Y, sin embargo, tal vez algo esté cambiando. Pero en los (pocos) casos en los que nos ponemos a promocionar nuestra épica de forma sin duda muy meritoria (Zona hostil, de 2017, o las series sobre Isabel la Católica y Carlos I) no podemos librarnos de complejos ni de comparar enfoque, presupuesto y promoción.

El documental La primera globalización, por ejemplo, ha tenido que ser financiado en gran parte con micromecenazgo privado y ni siquiera ha sido nominada a los Goya. Un caso especial es la serie La fortuna, donde por primera vez un director español se atreve a retratar como el malo de la película a un anglosajón que, además, aparece como pirata (moderno). Claro que no ha tenido que inventarse nada.
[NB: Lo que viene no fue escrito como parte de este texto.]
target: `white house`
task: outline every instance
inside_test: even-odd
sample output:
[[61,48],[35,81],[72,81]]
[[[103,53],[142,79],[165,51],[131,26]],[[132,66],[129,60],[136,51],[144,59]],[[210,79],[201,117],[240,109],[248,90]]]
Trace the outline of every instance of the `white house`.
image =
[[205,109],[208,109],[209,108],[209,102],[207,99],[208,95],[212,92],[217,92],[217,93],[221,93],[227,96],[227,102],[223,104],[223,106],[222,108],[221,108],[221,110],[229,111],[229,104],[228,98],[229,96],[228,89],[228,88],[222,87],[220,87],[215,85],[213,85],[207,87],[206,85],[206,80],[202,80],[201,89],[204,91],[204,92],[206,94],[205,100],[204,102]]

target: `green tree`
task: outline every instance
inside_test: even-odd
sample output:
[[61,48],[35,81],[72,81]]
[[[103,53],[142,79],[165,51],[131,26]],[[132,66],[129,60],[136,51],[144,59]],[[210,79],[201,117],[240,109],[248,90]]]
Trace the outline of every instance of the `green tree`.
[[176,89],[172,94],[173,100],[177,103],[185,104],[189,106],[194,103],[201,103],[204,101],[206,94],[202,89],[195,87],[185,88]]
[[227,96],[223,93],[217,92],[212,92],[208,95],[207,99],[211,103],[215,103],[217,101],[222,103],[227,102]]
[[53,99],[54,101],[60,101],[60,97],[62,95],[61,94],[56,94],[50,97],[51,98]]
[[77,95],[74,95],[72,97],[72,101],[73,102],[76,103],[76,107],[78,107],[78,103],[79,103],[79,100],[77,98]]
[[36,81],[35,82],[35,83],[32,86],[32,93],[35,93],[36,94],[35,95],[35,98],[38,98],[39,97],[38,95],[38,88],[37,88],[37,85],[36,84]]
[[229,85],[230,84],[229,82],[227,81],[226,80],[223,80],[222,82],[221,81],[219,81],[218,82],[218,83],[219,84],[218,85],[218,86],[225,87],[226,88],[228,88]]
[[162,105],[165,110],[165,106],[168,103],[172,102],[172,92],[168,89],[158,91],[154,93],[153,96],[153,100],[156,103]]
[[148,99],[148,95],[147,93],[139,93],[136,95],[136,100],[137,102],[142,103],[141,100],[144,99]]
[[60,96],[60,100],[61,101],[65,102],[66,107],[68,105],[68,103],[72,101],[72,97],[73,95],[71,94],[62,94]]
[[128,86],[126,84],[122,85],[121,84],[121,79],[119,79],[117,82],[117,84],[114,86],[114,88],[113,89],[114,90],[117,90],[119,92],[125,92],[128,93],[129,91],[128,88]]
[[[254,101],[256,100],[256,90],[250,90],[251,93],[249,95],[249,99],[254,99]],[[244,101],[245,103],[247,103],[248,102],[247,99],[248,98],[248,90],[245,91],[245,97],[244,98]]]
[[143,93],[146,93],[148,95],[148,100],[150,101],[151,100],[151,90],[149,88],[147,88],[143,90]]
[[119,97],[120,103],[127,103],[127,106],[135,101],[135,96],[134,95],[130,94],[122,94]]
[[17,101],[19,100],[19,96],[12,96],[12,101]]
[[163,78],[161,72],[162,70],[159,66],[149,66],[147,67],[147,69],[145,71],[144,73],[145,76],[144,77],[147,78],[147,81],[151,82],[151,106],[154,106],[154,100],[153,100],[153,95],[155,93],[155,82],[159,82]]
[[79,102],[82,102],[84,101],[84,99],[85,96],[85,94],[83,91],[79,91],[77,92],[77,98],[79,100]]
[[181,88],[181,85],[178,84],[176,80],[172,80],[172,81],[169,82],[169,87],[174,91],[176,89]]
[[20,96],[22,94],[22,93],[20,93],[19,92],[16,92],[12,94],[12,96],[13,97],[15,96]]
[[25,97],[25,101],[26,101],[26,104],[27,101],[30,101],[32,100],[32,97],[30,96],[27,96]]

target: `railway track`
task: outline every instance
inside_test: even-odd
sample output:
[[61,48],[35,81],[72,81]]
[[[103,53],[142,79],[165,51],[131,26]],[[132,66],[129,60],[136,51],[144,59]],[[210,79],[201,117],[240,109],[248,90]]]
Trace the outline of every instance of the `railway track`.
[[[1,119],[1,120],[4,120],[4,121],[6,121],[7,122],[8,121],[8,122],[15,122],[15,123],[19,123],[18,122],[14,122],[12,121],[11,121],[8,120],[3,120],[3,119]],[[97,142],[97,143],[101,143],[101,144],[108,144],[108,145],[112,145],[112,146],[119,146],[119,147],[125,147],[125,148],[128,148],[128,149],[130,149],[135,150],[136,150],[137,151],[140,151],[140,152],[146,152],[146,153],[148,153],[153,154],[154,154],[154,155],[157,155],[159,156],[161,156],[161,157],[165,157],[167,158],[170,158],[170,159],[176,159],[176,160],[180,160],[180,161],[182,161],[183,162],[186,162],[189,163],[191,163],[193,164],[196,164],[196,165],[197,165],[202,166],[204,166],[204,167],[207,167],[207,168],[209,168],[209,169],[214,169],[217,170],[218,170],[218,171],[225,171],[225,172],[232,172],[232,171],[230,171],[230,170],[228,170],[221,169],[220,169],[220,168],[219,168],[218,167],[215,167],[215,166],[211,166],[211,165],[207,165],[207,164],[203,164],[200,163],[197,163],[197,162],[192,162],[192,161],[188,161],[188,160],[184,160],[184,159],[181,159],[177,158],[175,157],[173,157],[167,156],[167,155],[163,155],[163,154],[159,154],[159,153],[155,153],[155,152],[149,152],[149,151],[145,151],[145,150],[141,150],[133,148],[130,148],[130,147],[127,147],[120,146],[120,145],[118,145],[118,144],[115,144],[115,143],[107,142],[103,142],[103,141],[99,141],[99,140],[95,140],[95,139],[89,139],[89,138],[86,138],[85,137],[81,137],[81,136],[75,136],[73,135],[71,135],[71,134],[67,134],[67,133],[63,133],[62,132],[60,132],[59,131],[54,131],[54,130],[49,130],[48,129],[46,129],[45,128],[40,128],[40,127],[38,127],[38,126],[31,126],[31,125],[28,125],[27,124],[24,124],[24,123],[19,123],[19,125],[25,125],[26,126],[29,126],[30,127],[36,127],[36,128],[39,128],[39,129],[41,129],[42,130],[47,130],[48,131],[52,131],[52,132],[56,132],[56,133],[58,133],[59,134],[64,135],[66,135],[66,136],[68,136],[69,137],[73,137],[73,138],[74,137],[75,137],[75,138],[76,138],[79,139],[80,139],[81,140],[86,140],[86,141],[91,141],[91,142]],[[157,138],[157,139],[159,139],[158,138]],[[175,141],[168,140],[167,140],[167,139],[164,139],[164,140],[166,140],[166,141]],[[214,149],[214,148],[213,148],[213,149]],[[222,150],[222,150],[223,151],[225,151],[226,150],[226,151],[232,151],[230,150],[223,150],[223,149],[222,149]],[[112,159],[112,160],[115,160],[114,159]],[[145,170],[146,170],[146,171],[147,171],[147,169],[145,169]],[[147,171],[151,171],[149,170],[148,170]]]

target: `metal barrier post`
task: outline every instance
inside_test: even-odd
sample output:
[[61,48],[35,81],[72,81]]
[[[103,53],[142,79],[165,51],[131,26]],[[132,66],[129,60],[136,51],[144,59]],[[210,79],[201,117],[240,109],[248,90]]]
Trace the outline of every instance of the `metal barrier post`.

Son brotes verdes, sin duda, pero que todavía no dejan ver ningún bosque. Hollywood significa bosque de acebos, aunque basta quitar una L para que signifique bosque sagrado (nada es casual), cuando tiene más de diabólico. Y ya sabemos que el mal vence porque los buenos (o los ingenuos) no hacen nada.

Frente a Evilwood, por ahora los hispanos preferimos quedarnos en Sillywood [silly se traduce como estúpido, tonto o ridículo en español]. Existen también Bollywood en India e incluso Nollywood en Nigeria. ¿Para cuándo un Hispawood que se dirija a 500 millones de hispanohablantes? ¿Cuándo se verán películas como Castelnuovo, Bazán: el marino invencible, María Pita: la mujer que derrotó al inglés o Lezo: el guerrero mutilado?

Ni están ni se las espera.

Alberto Gil Ibáñez es escritor y ensayista. Su último libro es La guerra cultural. Enemigos internos de España y Occidente.